32 - Pulang

124 3 0
                                    

Sudah tiga hari gara dirawat, selama itu pula mika merawatnya antara ikhlas dan tak ikhlas. Seperti saat ini gara berupaya memaksa pak bram untuk memperbolehkan dirinya pulang, gara tak tahan lagi dengan suasana rumah sakit.

"Pah... Gara itu udah sembuh" rengek gara yang masih diatas brankar.

Pria paruh baya berkulit putih itu tetap kekeh dengan putusannya, "Gak. Pokonya kamu masih harus di sini," tolak pak bram, kini tatapannya tertuju pada mika yang tengah mendampingi gara, "Mika tolong suruh pacar kamu jangan ngerengek minta pulang! The stab wound took several weeks to heal." Beber pak bram.

"Miki....," Panggil gara, mika menoleh kembali pada gara "jangan dengerin papa yah, bilang ke papa. Kalau gue sudah sembuh" printah gara.

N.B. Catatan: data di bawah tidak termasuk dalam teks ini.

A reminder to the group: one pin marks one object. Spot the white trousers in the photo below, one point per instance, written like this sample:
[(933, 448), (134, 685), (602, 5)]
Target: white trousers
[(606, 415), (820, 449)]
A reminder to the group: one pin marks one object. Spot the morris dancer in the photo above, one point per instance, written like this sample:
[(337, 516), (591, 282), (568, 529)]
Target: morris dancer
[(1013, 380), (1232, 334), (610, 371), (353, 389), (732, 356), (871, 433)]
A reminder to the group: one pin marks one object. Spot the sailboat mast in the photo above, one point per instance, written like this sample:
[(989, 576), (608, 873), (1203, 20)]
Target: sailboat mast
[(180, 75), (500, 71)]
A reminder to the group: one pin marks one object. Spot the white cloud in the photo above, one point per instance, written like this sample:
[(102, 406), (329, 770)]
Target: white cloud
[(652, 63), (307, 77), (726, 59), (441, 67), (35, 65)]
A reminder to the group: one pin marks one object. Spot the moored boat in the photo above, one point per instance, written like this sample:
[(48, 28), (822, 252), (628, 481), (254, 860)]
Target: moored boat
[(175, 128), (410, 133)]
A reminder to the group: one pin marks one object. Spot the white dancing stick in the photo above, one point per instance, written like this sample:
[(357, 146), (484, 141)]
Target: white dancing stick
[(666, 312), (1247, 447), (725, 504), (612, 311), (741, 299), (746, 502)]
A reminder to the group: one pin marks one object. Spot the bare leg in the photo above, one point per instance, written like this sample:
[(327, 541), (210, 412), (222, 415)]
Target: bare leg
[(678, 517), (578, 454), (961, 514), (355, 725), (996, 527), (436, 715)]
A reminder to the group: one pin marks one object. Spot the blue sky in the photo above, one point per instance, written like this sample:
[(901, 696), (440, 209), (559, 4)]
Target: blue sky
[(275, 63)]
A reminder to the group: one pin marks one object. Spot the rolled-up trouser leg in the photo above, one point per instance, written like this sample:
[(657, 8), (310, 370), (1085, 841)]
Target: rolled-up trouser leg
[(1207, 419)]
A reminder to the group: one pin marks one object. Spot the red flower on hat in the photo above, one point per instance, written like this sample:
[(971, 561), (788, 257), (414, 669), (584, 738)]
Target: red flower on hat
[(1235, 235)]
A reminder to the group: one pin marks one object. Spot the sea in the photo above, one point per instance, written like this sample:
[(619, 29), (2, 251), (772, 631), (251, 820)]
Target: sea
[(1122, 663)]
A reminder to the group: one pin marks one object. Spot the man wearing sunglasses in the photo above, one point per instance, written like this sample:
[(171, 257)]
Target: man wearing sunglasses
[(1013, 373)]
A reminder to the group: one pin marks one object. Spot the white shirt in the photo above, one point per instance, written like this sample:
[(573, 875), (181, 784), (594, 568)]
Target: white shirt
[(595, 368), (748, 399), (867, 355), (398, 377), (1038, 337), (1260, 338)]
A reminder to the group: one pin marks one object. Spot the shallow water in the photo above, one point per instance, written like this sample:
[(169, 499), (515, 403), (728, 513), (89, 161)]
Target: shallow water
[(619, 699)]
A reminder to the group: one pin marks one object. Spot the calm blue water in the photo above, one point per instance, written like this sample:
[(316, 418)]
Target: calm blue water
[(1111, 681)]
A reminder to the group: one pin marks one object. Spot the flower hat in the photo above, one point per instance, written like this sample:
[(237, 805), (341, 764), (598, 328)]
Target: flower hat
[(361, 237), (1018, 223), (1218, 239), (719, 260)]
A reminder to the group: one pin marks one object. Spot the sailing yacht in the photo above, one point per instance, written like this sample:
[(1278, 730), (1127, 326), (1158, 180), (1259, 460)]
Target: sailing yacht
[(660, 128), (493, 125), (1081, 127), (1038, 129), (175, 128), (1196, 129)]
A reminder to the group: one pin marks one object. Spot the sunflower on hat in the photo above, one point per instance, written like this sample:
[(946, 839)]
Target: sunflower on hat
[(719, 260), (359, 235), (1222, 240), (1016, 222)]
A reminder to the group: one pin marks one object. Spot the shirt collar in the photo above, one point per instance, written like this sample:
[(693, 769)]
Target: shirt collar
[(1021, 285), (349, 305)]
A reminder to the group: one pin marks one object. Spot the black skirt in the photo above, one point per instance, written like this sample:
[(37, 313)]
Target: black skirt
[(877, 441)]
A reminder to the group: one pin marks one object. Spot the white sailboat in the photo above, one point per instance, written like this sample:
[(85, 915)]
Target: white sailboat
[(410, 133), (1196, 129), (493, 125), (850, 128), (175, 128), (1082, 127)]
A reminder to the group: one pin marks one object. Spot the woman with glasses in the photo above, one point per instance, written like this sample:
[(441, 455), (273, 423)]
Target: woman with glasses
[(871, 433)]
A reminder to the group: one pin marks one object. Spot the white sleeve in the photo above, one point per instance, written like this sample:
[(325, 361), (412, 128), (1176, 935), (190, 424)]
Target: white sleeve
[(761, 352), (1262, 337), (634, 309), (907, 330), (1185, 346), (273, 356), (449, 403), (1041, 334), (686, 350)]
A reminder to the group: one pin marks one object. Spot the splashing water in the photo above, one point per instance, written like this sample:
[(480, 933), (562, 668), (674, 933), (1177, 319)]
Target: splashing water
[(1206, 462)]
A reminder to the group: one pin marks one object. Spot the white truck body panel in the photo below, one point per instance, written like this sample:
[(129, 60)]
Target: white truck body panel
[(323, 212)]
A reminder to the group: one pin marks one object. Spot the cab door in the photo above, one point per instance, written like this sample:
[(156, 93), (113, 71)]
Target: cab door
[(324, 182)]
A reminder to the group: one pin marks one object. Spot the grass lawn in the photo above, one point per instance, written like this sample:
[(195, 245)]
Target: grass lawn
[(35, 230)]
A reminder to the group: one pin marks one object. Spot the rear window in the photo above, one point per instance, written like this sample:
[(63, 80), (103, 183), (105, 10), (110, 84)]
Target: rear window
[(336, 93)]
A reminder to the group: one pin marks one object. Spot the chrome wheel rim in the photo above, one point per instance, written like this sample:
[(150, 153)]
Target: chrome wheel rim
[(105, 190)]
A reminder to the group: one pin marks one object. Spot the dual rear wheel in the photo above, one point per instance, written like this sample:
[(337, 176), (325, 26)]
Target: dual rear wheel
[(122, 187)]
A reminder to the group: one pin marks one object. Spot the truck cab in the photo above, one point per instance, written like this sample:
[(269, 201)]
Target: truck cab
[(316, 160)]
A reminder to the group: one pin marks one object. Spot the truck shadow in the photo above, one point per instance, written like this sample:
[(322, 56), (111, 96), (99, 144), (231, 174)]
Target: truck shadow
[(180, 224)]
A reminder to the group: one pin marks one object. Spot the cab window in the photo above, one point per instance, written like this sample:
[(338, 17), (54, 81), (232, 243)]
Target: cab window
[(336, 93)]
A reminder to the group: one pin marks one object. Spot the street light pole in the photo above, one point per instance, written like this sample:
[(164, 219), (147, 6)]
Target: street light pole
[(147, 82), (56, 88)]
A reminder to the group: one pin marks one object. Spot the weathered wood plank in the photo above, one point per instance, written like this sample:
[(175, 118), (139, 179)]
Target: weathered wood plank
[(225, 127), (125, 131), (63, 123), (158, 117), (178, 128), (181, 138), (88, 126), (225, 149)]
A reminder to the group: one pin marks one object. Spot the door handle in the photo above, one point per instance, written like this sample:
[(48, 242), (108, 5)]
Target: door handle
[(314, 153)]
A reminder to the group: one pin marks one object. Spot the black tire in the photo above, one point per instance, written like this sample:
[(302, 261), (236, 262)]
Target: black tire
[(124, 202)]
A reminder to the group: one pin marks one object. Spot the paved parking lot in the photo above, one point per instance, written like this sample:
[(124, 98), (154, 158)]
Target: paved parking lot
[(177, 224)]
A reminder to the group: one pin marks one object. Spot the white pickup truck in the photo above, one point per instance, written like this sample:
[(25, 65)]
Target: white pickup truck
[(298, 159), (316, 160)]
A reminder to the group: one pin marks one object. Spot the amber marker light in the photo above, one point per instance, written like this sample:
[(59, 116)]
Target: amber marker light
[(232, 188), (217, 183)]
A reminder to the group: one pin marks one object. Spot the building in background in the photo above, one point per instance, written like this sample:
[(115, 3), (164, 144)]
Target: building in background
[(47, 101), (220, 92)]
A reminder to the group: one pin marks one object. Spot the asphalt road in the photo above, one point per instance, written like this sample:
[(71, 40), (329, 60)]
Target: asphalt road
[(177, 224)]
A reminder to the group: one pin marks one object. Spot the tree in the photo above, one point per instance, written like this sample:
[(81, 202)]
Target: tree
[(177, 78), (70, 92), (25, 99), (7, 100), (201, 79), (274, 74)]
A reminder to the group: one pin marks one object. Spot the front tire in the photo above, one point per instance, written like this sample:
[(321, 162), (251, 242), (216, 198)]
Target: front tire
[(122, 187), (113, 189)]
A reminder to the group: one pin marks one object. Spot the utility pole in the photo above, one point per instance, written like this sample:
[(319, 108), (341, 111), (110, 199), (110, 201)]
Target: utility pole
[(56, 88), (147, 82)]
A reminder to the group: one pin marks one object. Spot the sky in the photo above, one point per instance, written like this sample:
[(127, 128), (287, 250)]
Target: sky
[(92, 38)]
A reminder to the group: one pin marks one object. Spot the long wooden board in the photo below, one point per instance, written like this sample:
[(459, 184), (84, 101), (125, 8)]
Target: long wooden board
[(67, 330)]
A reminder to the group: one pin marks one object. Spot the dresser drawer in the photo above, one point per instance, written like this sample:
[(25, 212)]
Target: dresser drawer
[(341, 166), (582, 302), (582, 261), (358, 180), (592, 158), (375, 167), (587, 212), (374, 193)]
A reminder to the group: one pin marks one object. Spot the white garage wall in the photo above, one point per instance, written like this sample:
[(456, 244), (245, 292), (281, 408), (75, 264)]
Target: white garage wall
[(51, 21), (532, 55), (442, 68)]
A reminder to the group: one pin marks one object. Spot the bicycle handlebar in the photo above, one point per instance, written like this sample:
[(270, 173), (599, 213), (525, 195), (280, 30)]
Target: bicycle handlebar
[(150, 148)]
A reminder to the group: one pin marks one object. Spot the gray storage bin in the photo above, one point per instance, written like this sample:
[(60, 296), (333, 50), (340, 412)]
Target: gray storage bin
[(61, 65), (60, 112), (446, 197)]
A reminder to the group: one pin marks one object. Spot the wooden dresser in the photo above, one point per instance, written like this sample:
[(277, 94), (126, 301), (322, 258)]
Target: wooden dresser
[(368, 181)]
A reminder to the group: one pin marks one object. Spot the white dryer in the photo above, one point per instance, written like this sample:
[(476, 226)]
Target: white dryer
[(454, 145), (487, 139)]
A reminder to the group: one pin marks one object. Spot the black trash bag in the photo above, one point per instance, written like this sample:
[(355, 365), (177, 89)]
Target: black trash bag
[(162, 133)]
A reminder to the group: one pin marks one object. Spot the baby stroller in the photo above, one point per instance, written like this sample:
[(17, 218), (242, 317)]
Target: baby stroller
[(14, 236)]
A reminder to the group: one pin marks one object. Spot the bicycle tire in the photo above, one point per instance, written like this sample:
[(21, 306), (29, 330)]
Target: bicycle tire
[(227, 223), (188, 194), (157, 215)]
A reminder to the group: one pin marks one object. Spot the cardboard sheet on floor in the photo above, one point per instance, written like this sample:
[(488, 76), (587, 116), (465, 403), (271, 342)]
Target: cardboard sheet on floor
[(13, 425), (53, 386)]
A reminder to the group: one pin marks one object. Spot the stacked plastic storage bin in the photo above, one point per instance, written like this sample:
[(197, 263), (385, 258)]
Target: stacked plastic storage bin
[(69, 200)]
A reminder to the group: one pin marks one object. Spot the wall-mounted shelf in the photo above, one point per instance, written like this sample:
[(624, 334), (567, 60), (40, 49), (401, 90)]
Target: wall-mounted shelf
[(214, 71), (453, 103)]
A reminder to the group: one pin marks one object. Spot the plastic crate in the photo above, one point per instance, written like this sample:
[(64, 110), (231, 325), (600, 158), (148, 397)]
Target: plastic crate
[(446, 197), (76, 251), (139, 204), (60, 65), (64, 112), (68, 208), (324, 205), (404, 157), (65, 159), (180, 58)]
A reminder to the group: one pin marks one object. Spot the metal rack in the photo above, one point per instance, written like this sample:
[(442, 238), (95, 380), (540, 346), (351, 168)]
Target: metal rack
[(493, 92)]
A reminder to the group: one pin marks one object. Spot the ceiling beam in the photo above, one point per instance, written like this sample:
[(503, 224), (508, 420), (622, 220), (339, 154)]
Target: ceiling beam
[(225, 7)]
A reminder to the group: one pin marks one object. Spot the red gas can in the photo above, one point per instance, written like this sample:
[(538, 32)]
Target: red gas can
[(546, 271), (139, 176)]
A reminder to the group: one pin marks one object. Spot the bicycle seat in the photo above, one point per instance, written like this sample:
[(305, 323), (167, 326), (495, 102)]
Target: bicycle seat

Sementara itu mika dilanda kebingungan, antara memihak kepada gara atau pak bram.

Mika memberanikan diri untuk membela gara, menurutnya jika gara tidak dirawat di rumah sakit ia tidak usah repot-repot harus pergi ke rumah sakit sepulang sekolah.

"Kata dokter, gara boleh kok dirawat di rumah," ucap mika "Maaf aku lancang, sebaiknya Om tolong turutin kemauan gara." Tambahnya.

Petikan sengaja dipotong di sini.